Date of Award:

12-2021

Document Type:

Dissertation

Degree Name:

Doctor of Philosophy (PhD)

Department:

Mechanical and Aerospace Engineering

Committee Chair(s)

Tadd T. Truscott

Committee

Tadd T. Truscott

Committee

Randall Christensen

Committee

Greg Droge

Committee

Tianyi He

Committee

Jesse Belden

Abstract

In recent years there has been a sharp increase in deriving inspiration from nature for engineering applications. However there has been lack of high-resolution data from which insights into collective behavior can be drawn and models can be validated. In this imaging based thesis, data from high-speed, overhead cameras, and GPS tracking are used to collect position and sensory data for large groups of 40 or more members.

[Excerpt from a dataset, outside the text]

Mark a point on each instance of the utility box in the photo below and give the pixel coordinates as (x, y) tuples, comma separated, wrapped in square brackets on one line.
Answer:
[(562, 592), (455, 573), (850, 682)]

These data helps us understand how different members (fish, cyclists) of a group interact with each other in collective motion. The focus of this work is to find how individual behavior leads to collective behavior in different groups. In some of these groups, all individuals had the same goal whereas in other groups, some individuals had different agendas. The ultimate goal is to create models which can be used to explain and predict individual behaviors in collective motion. A visual sensor based model has been build which is able to replicate collective motion from experiments with minimal input. A cross correlation based algorithm has also been developed which can identify individuals with different purpose within a group. These models can be used for robotic warming, autonomous vehicles and naval purposes.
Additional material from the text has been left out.